We conclude some insights standing from the Marvel Studio perspective.
In the past 2 years, Marvel has brought out several good superhero movies along with some Disney + series. More importantly, Marvel has started to let different characters enter other’s movies. We believe this is a good way to increase the popularity of Marvel works. And the brand-new idea, “multiverse“, even made more plots and interesting interactions not only between different character but different versions of characters. Step on this idea, we use big data to identify the popularities on different characters to provide choices on Marvel’s next movie.
We can easily find the fluctuations on the discussion of different heroes. With the lightning fast response of Marvel fans on Reddit, we can have some ideas on how popular Marvel’s hero is. Wanda and vision, Loki and Spider-man are the most popular characters. Since we allow many heroes in one movie, we could manually increase the discussion heat of certain low discussed movies by letting the popular one in them. An example can be, making Wanda appear in the falcon and winter soldier. This may probably increase the of discussion of the movies among the audience. One of the benefits of this method is we can arose more public care on the LGBTQ+ and minority people since from the plot, many of minority topic movies do not gain a lot attentions, such as Shang-chi and Ms. Marvel.
On top of that, the discussion of Disney+ series has a weekly seasonality. And this makes the discussion lasts longer than the movies and we could see the popularity on the Disney+ series. Therefore, a good choice will be investing more Disney+ series in the future.
Another conclusion that might helpful for Marvel Studio is the correlation between IMDB rating of movie, sentiment of comments on Reddit, investment of the movie and the box office. We put the correlation in a heatmap to show how they are correlated.

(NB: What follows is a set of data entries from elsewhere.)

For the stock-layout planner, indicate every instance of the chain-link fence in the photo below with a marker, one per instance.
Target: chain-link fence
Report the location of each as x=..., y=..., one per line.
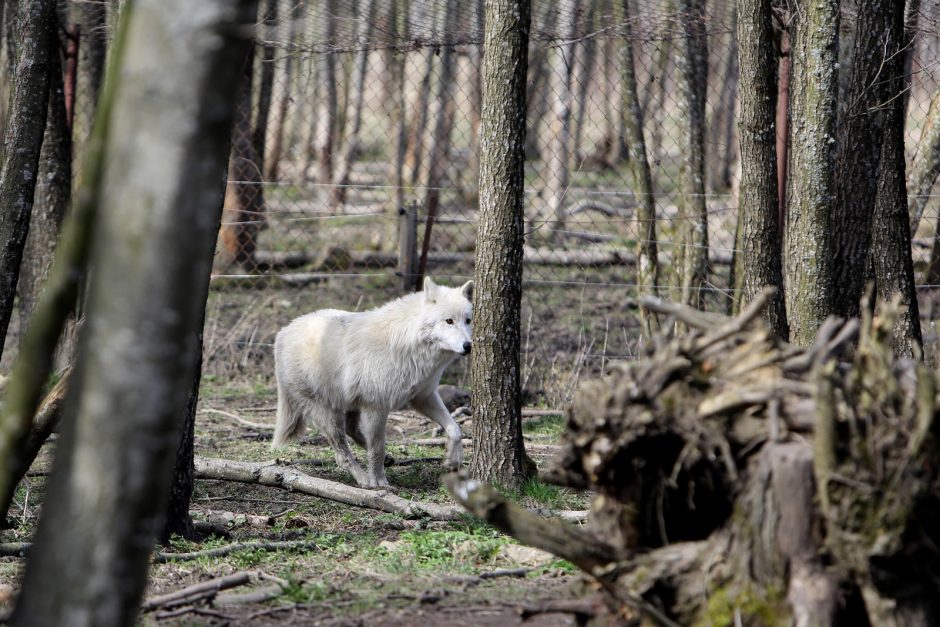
x=355, y=160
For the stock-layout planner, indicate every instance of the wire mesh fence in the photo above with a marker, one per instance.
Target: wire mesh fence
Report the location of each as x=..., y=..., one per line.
x=355, y=159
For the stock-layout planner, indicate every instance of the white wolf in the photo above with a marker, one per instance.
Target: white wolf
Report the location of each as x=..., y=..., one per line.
x=343, y=372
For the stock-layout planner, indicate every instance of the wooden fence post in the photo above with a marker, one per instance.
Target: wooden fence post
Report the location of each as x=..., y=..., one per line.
x=408, y=246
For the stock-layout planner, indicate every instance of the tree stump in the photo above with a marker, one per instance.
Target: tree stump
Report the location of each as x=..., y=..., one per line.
x=742, y=480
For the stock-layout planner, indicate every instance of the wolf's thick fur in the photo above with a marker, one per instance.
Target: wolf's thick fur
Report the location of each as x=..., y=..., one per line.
x=344, y=372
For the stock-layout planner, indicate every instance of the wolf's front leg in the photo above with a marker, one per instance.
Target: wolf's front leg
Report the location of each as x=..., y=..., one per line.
x=372, y=424
x=433, y=407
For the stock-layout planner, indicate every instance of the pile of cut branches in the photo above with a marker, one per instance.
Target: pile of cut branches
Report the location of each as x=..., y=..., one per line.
x=739, y=479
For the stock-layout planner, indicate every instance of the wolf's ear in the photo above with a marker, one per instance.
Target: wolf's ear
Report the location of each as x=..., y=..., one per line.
x=467, y=290
x=430, y=290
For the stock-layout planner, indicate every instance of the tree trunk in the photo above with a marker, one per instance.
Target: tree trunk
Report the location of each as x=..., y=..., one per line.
x=25, y=127
x=760, y=243
x=268, y=31
x=582, y=76
x=356, y=96
x=741, y=480
x=134, y=383
x=52, y=195
x=723, y=116
x=926, y=165
x=91, y=18
x=179, y=522
x=647, y=275
x=891, y=235
x=244, y=206
x=690, y=262
x=498, y=454
x=286, y=30
x=808, y=258
x=396, y=101
x=877, y=46
x=439, y=151
x=558, y=161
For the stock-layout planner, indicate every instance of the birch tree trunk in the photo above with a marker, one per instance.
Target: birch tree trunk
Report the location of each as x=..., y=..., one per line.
x=165, y=157
x=808, y=258
x=647, y=275
x=344, y=162
x=24, y=130
x=498, y=454
x=760, y=242
x=691, y=252
x=52, y=194
x=558, y=159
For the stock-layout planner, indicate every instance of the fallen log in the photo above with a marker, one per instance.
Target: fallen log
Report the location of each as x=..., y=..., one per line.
x=739, y=479
x=279, y=475
x=197, y=592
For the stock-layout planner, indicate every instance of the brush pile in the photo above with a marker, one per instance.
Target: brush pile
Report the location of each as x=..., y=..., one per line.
x=740, y=480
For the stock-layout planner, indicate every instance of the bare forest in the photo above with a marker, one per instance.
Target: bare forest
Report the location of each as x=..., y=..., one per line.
x=704, y=245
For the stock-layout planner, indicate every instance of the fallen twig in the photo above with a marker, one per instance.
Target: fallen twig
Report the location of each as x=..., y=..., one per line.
x=237, y=418
x=195, y=592
x=277, y=475
x=163, y=557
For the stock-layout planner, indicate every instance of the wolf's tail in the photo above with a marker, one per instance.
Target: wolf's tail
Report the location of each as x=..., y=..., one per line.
x=289, y=423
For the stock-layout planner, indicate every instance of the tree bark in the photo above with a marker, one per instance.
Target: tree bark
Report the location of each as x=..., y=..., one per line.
x=891, y=235
x=691, y=257
x=178, y=521
x=439, y=150
x=926, y=165
x=647, y=276
x=760, y=242
x=857, y=171
x=25, y=127
x=808, y=257
x=268, y=31
x=165, y=156
x=498, y=454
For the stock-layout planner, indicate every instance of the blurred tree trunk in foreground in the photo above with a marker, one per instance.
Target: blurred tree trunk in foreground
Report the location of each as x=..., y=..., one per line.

As showed on the graph, the count of comments is highly correlated with box-office. That means the discussion heat of the movie is reflecting the box-office, and we may be able to use this correlation to predict the box-office if we have more available data. And this can be a good indication if we can gather the discussion heat when Marvel releases the spoiler and help the producer to know how the audience is going react when the movie releases. The reliability is proved by the correlation of the IMDB rating. The rating is highly correlated with both the count of comments on Reddit and the box-office. Therefore, using the count of comments as an indication could be a promising method.
We also apply some Machine Learning techniques in the project. For the first model, we use some features of the comment to fit the score. The score of a comment on Reddit is the count of Up Vote subtracts the count of Down Vote. We believe the score tells some Marvel fans’ value on Reddit and if this is caused by some comment features, modeling the score can be educative. We use Random Forest and Linear Regression to model the data. The result is very interesting. Some of the features tend to have some impact on the score.
Sentiment of the comment plays an important role in the score in our Random Forest model. And whether mention Hulk, Thor, Ant-man and so on has a close relation to the score of the comment. This tells Marvel fans on Reddit pays attention on these heroes and from the Marvel Studio angle, it might be beneficial if they could focus on the audience’s feedback on these movies or series. Since the Radom Forest model is quite complicated, we also fit a Linear Model to check the coefficient. The coefficient tells us the some characters like Kamala Khan, Nick Fury, Captain Carter and Odin, when a comment mentions them, it is more likely to receive higher score. And when mentioned Sersi, Casey, gorr and red skull, the score is not high usually. Based on that, one of the suggestions for Marvel Studio is focusing more on the supporting characters, since most of the high score comments talked about them.
As the second part of our Machine Learning analysis, we use the result of sentimental analysis and the score data to fit the external IMDB Rating data. As mentioned above, the score can reflect the preference and recognition of posts by users. After generating the sentimental analysis, we calcualted the count of postive/neutral/negative posts for each media as another parameter to evaluate the attitude of Reddit users on each media. We set all these attributes as features and the IMDB Rating data for each media as target, using Linear Regression and Lasso Regression to find out the correlation between features and the target and compare the prediction performance of each model.
The result shows that the score has the greatest positive impact on IMDB Rating, which means that from this aspect, the review from Reddit users is consistent with the IMDB Rating. However, surprisingly, the positive post count has a negative correlation with the IMDB Rating while the count of negative posts has a positive one. The reason may because the sentiment of the posts may not only focus on the media quality, but also on some characters or plots of a work, so it can not fully present the reveiw and attitude on the whole media. Overall, from a marketing point of view, Reddit posts can act as another way to evaluate Marvel works.
In the future, we can continuously move further on this research. We can continue collect more data on different movies, they are not necessarily limited to Marvel movies, but can be any other movies that people love to talk about on other subreddits. Step on that, we can make a movie/series rating system based on the comments on Reddit. That would be different from other rating website like IMDB or Rotten Tomatoes. This system will rate a movie based on user’s comment, score, and the sentiment. This work should be promising since we have already had a linear model on the Marvel dataset. If we have the access of other movies Reddit data, we could utilize them to compare the reviews on different genres. This would be a good window to see which are the popular topics for the audience.